Dans le demi-siècle qui a suivi la Guerre de Trente Ans (1618-1648), les Allemagnes, totalement dévastées par les ravages du conflit (lire absolument le Simplicius Simplissimus, de Grimmelshausen, 1668), ont failli disparaître, purement et simplement, de la carte de l'Europe.
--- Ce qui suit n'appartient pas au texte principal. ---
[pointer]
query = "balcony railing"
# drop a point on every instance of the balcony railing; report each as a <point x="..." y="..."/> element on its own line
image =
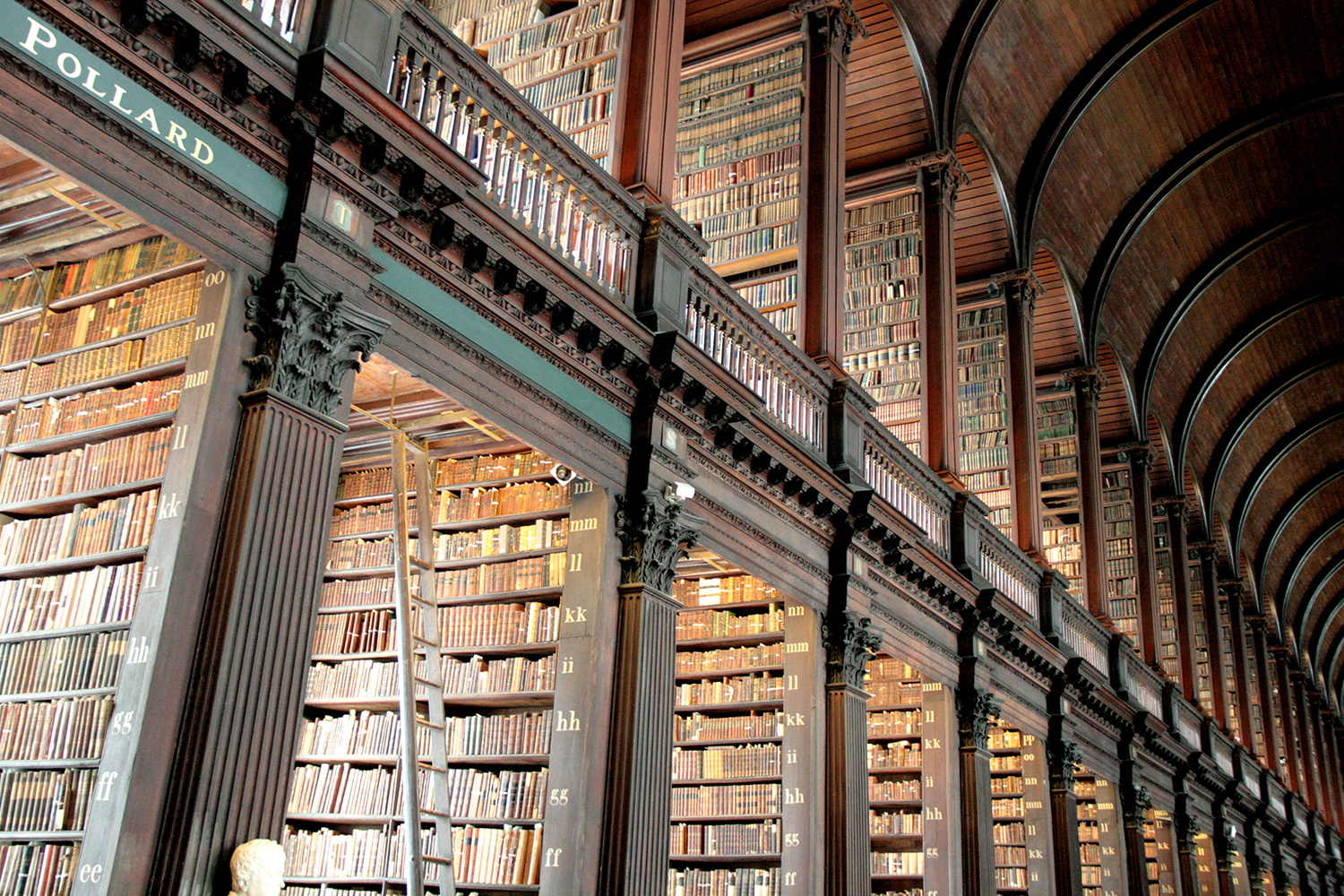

Le renaissance, politique, économique et culturelle, de l'idée allemande sur le continent, ne viendra qu'avec le 18ème siècle, à vrai dire avec le règne de Frédéric II, Roi de Prusse, entre 1740 et 1786.
 
Cette possibilité vertigineuse d'une disparition, l'intensité de la ruine allemande en 1648 (qui préfigure celle de 1945), le miracle d'une résurrection sous l'impulsion prussienne, quel prof d'Histoire les enseigne-t-il aujourd'hui ? Cette carence est coupable : il faut passer par cette période terrible pour prendre la mesure de tout ce qui suivra : naissance de l'idée prussienne, occupation de la Prusse par Napoléon entre 1806 et 1813, révolte des élites intellectuelles contre les Français, puis les chemins de l'Unité jusqu'en 1866. Et puis, tout le reste, l'Empire dès 1871, la Grande Guerre, l'humiliation de Versailles, la République de Weimar, le Troisième Reich, la renaissance de l'après-guerre.
 
Quand on contemple ce chemin, on saisit tout ce qui a été construit depuis Frédéric II. L'édifice politique, le travail sur la langue, la prodigieuse Révolution des sciences et des techniques, les voies de communication, les Universités, les immenses écrivains, ne parlons pas de la musique. Profonde civilisation, majeure dans l'espace européen.
 
On se dit aussi autre chose : cet exceptionnel chemin a été marqué, comme on sait, par des temps d'arrêt : défaite d'Iéna en 1806, Armistice de novembre 1918, capitulation de mai 1945.
 
Après cette dernière, on a parlé d'Allemagne, Année Zéro. Les villes, en ruines. La souveraineté politique, perdue pour des générations. Quatre puissances occupantes. Deux pays, au lieu d'un, entre 1949 et 1989.
 
Il y a peut-être eu une Allemagne, Année Zéro. Mais aujourd'hui, avec le recul, avec le champ de l'analyse en profondeur, on se dit que ces temps d'arrêt, Y COMPRIS CELUI DU 8 MAI 1945, n'ont été, dans l'immense mouvement entamé sous Frédéric II, que des défaites d'étape. De toutes, l'Allemagne s'est relevée. Volonté de fer. Refus de l'inéluctable.
 
La conception beethovénienne, ou wagnérienne, du héros, y est sans doute pour quelque chose, mais pas seulement. Les mêmes vertus dans l'ordre de la résurrection, les Allemagnes en avaient fait preuve, patiemment, après le désastre de 1648. Et ce sont les Allemands, à l'époque du Sturm und Drang (autour de 1770), puis au début du Romantisme, qui nous donneront les interprétations les plus géniales de la ruine grecque. La ruine, encore la ruine !
 
Saisissant destin que celui de ce peuple, depuis la Guerre de Sept Ans (1756-1753). Un quart de millénaire à se reconstruire après la ruine. Incroyable cavalcade, comme dans Erlkönig, le Roi des Aulnes, le poème de Goethe. Course folle, oui, entre la possibilité du néant et le rêve d'une autre vie.